Sabah: Savaş. Kuzey Kore, Güney Kore'yi bombalamış. Bazen yorganı başınıza çekip orada öylece kalasınız geliyor. Yaşam sevincini elde tutmak zor zanaat.
Dün gece Midlake konserinde sizi izledim. Müziğin etkisiyle kendinden geçmiştiniz. Gözlerinizi dumanlı sahneye dikmiş, kimbilir ne düşünüyordunuz? Kiminizin kafası güzeldi, Midlake basslarla salonu iyice hipnotize ettikçe, siz birbirinizin sırtını göğsünü yumrukluyordunuz. Bazılarınız şarkılara eşlik ettiniz. Yukarıdan en güzel görünen sizdiniz. 'Winter Dies'ın sözlerine dalıp gideniniz, Ian Anderson'ın flütüne kapılanınız oldu. 'Act of Man'de yaşamınızın bir parçası gözünüzün önünden aktı gitti. Sıra Van Occupanther'ın 'Let me not be too consumed with this world / Sometimes I want to go home / and stay out of sight for a long time' bölümüne geldiğinde 'Me, too!' diye sahneye bağırmak istediniz. Boğaziçi'ne 'River' dedikleri için içerlediniz. Midlake afacan bir tavırla işi espriye vurunca affettiniz. En çok 'Roscoe' diye bağırdınız sahneye doğru. Müzik bitip de pembe ışıklar ve sisler yerini spotlara bırakınca 'keşke bu kadar son albüm ağırlıklı olarak çalmasalardı' diyenleriniz de oldu, 'acaba yarın yine gelip dinlesek mi?' diye içinizden geçireniniz de.

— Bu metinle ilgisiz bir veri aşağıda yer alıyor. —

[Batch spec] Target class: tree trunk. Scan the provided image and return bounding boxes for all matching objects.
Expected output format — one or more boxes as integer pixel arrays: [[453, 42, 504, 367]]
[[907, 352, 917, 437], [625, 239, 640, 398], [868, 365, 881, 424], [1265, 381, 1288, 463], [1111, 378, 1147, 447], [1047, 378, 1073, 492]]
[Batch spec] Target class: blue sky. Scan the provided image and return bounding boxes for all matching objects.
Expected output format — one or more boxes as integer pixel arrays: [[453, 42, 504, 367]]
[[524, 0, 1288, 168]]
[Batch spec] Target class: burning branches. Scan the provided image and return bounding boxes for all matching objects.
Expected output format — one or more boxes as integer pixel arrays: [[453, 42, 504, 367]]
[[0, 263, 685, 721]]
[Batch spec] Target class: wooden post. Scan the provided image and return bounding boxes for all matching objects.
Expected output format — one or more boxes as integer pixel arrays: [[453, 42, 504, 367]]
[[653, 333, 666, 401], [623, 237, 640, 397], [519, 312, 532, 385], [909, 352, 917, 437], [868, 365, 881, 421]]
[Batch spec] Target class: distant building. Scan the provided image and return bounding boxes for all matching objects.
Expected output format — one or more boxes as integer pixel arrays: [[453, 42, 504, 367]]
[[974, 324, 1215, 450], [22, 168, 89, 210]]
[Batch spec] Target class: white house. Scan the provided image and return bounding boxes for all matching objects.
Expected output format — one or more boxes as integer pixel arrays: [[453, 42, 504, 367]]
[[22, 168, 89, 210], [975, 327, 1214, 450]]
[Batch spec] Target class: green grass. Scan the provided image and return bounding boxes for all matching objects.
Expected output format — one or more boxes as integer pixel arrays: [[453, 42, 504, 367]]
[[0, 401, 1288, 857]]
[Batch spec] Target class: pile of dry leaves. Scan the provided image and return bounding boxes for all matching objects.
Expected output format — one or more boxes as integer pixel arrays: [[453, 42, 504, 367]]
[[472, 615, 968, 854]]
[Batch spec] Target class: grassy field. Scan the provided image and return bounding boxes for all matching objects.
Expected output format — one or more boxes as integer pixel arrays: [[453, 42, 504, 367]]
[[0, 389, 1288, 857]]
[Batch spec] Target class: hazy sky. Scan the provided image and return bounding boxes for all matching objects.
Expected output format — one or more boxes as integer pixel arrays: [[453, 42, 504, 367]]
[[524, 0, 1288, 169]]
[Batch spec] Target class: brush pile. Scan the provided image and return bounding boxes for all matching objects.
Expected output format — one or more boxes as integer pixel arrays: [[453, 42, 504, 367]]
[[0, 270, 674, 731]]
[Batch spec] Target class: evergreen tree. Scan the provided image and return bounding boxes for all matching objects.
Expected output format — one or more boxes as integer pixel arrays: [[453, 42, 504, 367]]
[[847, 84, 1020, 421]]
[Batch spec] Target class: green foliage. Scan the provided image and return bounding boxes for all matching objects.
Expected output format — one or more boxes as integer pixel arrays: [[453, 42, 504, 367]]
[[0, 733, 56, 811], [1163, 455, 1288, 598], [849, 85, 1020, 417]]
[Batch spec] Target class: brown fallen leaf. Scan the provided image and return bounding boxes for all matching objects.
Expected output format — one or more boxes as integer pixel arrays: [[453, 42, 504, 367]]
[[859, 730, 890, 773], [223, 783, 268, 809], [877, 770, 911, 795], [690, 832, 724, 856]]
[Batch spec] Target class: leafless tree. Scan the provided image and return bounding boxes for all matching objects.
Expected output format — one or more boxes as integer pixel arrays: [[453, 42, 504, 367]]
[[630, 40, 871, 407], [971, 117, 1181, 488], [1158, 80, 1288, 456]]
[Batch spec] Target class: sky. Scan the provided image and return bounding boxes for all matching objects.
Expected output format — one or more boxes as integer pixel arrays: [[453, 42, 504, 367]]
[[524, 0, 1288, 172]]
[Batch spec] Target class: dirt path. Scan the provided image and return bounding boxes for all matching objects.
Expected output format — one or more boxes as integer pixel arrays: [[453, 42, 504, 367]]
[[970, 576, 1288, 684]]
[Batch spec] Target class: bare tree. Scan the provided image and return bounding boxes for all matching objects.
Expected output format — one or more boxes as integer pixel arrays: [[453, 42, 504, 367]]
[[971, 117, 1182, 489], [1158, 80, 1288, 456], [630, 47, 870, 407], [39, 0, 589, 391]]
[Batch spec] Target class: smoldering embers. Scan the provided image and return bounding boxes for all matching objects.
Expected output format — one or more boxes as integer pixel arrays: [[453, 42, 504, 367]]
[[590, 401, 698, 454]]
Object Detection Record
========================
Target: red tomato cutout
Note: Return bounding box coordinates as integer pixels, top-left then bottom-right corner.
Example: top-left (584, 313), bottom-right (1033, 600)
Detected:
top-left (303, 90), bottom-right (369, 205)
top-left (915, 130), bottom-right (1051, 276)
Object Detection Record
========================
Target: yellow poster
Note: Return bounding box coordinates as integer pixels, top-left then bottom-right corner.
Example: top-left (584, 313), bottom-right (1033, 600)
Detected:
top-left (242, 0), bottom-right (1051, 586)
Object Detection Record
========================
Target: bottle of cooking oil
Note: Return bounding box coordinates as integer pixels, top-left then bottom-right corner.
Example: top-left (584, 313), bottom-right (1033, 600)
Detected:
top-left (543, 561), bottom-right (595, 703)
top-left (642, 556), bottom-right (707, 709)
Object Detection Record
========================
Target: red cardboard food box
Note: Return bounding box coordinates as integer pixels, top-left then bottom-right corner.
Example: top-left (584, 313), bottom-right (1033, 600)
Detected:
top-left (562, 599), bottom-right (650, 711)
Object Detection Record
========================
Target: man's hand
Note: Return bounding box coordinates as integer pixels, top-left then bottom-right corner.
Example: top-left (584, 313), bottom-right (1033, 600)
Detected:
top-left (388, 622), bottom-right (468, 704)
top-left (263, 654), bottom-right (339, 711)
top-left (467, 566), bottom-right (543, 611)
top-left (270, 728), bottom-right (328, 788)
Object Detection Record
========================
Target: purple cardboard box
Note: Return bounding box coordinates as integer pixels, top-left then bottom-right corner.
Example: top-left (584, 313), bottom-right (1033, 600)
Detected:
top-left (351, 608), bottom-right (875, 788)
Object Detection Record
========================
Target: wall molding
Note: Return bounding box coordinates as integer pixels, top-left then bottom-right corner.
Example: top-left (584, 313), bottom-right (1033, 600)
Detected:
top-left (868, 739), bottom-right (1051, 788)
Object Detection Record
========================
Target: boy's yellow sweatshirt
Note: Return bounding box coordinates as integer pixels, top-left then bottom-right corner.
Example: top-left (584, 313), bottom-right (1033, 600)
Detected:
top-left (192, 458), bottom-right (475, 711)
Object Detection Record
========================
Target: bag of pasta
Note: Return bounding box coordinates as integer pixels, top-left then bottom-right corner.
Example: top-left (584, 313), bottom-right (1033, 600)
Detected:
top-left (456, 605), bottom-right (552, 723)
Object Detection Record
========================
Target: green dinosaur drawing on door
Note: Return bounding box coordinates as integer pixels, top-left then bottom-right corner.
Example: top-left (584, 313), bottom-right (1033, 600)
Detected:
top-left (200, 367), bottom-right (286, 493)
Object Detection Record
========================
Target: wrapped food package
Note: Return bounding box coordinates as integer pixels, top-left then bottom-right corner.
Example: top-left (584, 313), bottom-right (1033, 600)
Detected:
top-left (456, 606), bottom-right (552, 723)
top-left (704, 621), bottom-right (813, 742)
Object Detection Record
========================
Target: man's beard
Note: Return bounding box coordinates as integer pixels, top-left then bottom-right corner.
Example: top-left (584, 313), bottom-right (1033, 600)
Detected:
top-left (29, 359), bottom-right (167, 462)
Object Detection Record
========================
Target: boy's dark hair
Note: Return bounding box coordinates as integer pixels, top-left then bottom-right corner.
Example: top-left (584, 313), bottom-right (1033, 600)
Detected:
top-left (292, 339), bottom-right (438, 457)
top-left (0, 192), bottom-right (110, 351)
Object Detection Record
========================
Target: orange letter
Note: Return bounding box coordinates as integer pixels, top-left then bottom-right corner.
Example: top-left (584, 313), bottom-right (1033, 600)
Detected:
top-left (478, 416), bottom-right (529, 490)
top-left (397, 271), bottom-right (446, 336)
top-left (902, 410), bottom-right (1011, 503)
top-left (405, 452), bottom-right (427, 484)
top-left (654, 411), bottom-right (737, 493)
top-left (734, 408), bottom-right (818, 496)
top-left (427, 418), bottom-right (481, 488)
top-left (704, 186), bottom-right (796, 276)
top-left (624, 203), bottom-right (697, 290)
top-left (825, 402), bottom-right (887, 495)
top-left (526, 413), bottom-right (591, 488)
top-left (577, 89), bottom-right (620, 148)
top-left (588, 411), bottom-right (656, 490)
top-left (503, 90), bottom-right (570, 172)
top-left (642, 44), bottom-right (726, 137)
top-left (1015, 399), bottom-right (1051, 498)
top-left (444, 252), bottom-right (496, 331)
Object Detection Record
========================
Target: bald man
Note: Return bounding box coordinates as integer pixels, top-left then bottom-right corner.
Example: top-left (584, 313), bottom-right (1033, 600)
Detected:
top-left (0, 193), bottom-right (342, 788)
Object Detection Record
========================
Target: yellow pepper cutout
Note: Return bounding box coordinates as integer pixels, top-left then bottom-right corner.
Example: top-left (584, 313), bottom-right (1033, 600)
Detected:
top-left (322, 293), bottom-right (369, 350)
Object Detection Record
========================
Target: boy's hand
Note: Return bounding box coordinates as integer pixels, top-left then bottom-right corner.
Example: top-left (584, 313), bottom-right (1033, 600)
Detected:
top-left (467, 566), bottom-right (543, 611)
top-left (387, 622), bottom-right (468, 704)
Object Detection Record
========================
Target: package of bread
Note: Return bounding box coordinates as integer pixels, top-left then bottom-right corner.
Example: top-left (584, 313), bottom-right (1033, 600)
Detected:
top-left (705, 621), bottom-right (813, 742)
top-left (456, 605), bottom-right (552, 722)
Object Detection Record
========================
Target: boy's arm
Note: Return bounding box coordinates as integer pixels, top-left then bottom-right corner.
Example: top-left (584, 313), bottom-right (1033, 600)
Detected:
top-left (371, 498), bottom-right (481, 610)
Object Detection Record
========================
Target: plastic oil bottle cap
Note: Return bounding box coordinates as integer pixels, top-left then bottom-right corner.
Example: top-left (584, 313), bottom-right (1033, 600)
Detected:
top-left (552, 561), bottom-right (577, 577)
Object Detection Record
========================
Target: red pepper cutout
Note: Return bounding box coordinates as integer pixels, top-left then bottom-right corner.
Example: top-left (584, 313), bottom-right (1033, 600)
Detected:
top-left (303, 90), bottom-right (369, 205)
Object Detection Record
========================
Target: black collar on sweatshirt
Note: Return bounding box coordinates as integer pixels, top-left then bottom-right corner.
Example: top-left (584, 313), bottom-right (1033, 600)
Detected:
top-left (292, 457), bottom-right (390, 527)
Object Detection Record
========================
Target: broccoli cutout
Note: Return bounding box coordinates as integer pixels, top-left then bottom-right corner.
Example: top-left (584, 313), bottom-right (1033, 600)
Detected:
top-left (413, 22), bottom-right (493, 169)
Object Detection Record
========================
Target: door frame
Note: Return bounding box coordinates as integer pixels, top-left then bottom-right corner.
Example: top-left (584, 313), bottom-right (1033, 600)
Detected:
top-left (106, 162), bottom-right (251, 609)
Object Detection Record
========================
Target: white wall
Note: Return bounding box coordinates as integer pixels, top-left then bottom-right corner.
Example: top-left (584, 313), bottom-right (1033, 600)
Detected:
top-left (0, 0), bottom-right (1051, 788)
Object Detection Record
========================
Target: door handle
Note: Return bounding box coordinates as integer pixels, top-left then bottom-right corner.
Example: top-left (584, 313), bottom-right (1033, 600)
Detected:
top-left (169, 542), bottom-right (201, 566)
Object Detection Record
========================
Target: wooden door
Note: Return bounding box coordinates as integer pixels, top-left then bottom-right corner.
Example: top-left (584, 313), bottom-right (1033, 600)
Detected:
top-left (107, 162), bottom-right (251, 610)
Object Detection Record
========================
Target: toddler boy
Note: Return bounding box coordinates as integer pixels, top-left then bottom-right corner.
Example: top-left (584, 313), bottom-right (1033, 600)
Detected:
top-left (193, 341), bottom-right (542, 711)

Sonra belki yürürken İstiklal'de oyun havasıyla kendinden geçen Romanları gördünüz. Müzikle kendilerinden geçişlerine imrendiniz. Ed Harcourt afişleri gözünüze çarpınca bu akşam Babylon'da performansı olduğunu hatırladınız. Malatyalı midyeciden bol limonlu midyeleri afiyetle yediniz. 100 gr. kestane, bir paket Beyoğlu çikolatası, Bambi'de tost, Lale'de bir kase çorba, belki geceyi cilalayacak bir kadeh bir şey. Sabahı karşılamaya hazırlanan Beyoğlu ritüellerinden herhangi birini yaptınız işte. Sonra ev, uyku.